Welcome, especially to all of you who are new, and I include especially our Pre-K students watching from their classrooms. Here you will learn lessons about letters and colors and numbers, but more importantly, you will learn lessons about life—and I appreciate your having sat still this long, if indeed you have been able to.  I hope you have a wonderful day.

Claude Bernard, the 19th-century French biologist, once wrote that “The fixity of the internal environment is the precondition for free and independent life.” He was explaining a scientific phenomenon we now call homeostasis, but I think we can read in that sentence not only an explanation of life, but advice for living.  Translating a little differently, we can restate his assertion: that stability or constancy on the inside is necessary to live a free and independent life on the outside.  We need to be balanced within ourselves in order to balance life with others. 

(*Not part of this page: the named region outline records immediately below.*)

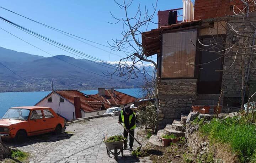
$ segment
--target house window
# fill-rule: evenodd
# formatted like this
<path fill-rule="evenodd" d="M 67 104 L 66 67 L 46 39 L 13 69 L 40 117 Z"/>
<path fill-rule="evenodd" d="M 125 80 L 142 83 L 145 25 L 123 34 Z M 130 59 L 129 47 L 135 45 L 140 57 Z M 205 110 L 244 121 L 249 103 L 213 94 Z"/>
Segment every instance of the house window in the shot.
<path fill-rule="evenodd" d="M 60 97 L 60 102 L 64 102 L 64 99 Z"/>
<path fill-rule="evenodd" d="M 52 102 L 52 97 L 51 97 L 50 98 L 48 98 L 47 100 L 48 100 L 48 102 Z"/>
<path fill-rule="evenodd" d="M 44 115 L 44 118 L 54 118 L 54 116 L 50 110 L 48 109 L 44 109 L 43 111 Z"/>
<path fill-rule="evenodd" d="M 163 34 L 162 78 L 194 77 L 197 33 L 194 29 Z"/>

Claude Bernard’s namesake, and our school’s namesake, Bernard of Clairvaux, understood the same. As a medieval monk, he also went to convocations, meetings where large groups of people are called together, and he also had his own investiture, putting on certain special clothes when he took on the robes and roles of a monk.  In his monasteries, he built strong walls on the outside as protection, but open courtyards on the inside so people could learn and grow and have conversations about important things—to gain stability and balance in themselves—before they faced the problems outside their walls.  Here at Gill St. Bernard’s, we also have internal spaces where we are free to discuss and debate, to learn and to grow, so that eventually--as these seniors wearing their special clothes today will do at another ceremony very like this one in June—eventually we will be able go out into the world, freely and independently. 

Therefore, today I would make this suggestion: as you walk between the open quads and courtyards on campus, in Chapin Hall or the Todd Quad or on this largest quad bounded by Founders, Cox, and the Athletic Center, think about how we here, through friendship and scholarship, argument and agreement, thinking and feeling, are free to work securely on the inside.  This is true especially today, when campus seems like a model of openness, tranquility and safety compared to the difficulties, barriers, and obstacles literally strewn in our paths this morning in the aftermath of Hurricane Ida.  As the Upper School Director, I am grateful to be able to share this day with all of you, and--if I may speak personally for a moment--as the parent of a senior, I am also grateful to have shared our lives with all of you.

Thank you, and again, welcome to GSB.